The USDA’s current guideline for pork steaks, chops, and roasts is 145°F (63°C) with a three-minute rest, which is actually medium rather than well done. This temperature is sufficient to kill Trichinella larvae and other common pathogens. For wild boar, bear, or other game meats, cooking to well done remains important because these animals aren’t raised under controlled conditions and carry a higher parasite risk. Freezing pork at 5°F (-15°C) for 20 days also kills the worms, but curing, smoking, or drying meat does not reliably destroy them.
What Happens to Meat as It Cooks Through
Cooking meat to well done does come with tradeoffs in texture and moisture. As internal temperature rises, proteins in the muscle undergo a series of changes. Myosin, the main structural protein, begins breaking down at around 104°F and is fully denatured by 127°F. Collagen fibers shrink significantly at about 135°F. Actin, another key muscle protein, denatures between 150°F and 163°F, which is when meat starts to feel noticeably firmer and drier.

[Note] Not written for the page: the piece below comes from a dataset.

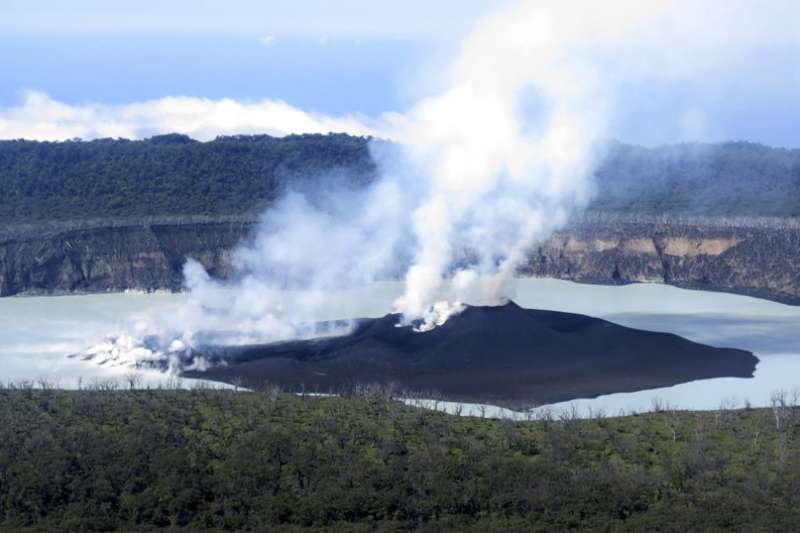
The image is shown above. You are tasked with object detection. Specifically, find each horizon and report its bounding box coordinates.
[0,0,800,148]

These protein changes cause the muscle fibers to contract and squeeze out water. Between 104°F and 140°F, meat shrinks across its width. Above 140°F, it also shrinks along its length. This double contraction is why a well-done steak can lose significantly more moisture than a medium-rare one. For cuts that benefit from tenderness and juiciness (like a ribeye or tenderloin), cooking to well done sacrifices quality without a meaningful safety benefit, since surface searing handles the bacteria. For ground meat and poultry, those texture costs are simply the price of safe eating.

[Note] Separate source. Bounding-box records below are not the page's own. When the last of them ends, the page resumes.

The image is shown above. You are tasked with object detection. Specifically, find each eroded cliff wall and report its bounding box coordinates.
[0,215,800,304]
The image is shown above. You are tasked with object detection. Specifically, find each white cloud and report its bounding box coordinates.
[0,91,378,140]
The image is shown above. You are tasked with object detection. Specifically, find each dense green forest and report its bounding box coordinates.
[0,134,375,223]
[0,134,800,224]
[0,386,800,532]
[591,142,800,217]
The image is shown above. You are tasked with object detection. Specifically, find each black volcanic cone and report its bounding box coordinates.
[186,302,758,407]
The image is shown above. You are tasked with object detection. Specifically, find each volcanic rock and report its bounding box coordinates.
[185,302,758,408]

Safe Temperatures by Meat Type
The USDA’s current safe minimum internal temperatures, updated as of April 2025, are straightforward:
- Beef, pork, veal, and lamb steaks, chops, and roasts: 145°F (63°C) with a 3-minute rest
- Ground beef, pork, veal, and lamb: 160°F (71°C)

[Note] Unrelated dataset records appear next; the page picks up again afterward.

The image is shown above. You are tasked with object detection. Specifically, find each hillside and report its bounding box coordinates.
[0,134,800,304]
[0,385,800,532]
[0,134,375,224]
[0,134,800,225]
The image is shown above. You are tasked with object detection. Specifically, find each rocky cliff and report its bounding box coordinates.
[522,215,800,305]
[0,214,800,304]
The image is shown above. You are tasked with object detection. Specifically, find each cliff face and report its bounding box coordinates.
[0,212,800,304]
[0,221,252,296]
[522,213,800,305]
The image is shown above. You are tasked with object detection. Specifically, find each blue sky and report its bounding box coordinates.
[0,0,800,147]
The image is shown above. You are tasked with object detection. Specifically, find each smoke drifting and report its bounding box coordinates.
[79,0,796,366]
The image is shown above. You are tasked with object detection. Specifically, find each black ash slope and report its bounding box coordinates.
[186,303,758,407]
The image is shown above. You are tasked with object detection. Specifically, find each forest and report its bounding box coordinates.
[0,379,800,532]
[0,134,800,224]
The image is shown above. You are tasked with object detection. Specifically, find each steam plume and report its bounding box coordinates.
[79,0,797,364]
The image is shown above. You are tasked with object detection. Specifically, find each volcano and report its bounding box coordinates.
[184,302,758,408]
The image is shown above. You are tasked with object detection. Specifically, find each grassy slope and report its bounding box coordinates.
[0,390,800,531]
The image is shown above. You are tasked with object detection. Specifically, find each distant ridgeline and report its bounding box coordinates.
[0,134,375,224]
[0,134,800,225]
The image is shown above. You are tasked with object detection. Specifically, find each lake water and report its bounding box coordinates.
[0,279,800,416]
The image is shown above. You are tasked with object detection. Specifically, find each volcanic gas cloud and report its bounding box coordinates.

- All poultry (whole, parts, or ground): 165°F (74°C)
- Fresh or smoked ham (uncooked): 145°F (63°C) with a 3-minute rest
The three-minute rest matters. During resting, residual heat continues traveling toward the cooler center of the meat. A small steak or individual chicken breast typically rises 3 to 4°F after being pulled from heat. A large roast or whole turkey can climb 10 to 15°F. This carryover cooking contributes to the final pathogen kill, which is why the rest period is built into the safety recommendation for whole cuts.
Who Should Always Eat Well-Done Meat
For most healthy adults, following the USDA temperature guidelines is sufficient. You don’t need to cook a steak to well done if you bring it to 145°F and let it rest. But certain groups face greater consequences from foodborne illness and benefit from more cautious cooking.
Pregnant women are at higher risk of severe reactions to food poisoning, and in rare cases, infections like listeriosis or toxoplasmosis can directly harm the developing baby. The Mayo Clinic advises fully cooking all meats and poultry during pregnancy. Young children, older adults, and people with weakened immune systems (from chemotherapy, organ transplants, HIV, or other conditions) are also more vulnerable. Their bodies are less equipped to fight off infections that a healthy adult might experience as a mild stomach bug. For these groups, erring toward well done across all meat types is a reasonable precaution.
Using a Thermometer Instead of Guessing
The color of cooked meat is unreliable as a safety indicator. Ground beef can turn brown well before reaching 160°F, and it can remain pink even after passing that threshold. Poultry juices don’t always “run clear” at safe temperatures. The only accurate method is an instant-read food thermometer inserted into the thickest part of the meat, away from bone or fat. This takes about five seconds and eliminates the guesswork that leads to both undercooked and overcooked meals. For those who prefer their beef or pork less than well done, a thermometer lets you hit the exact safe minimum without overshooting into dry, tough territory.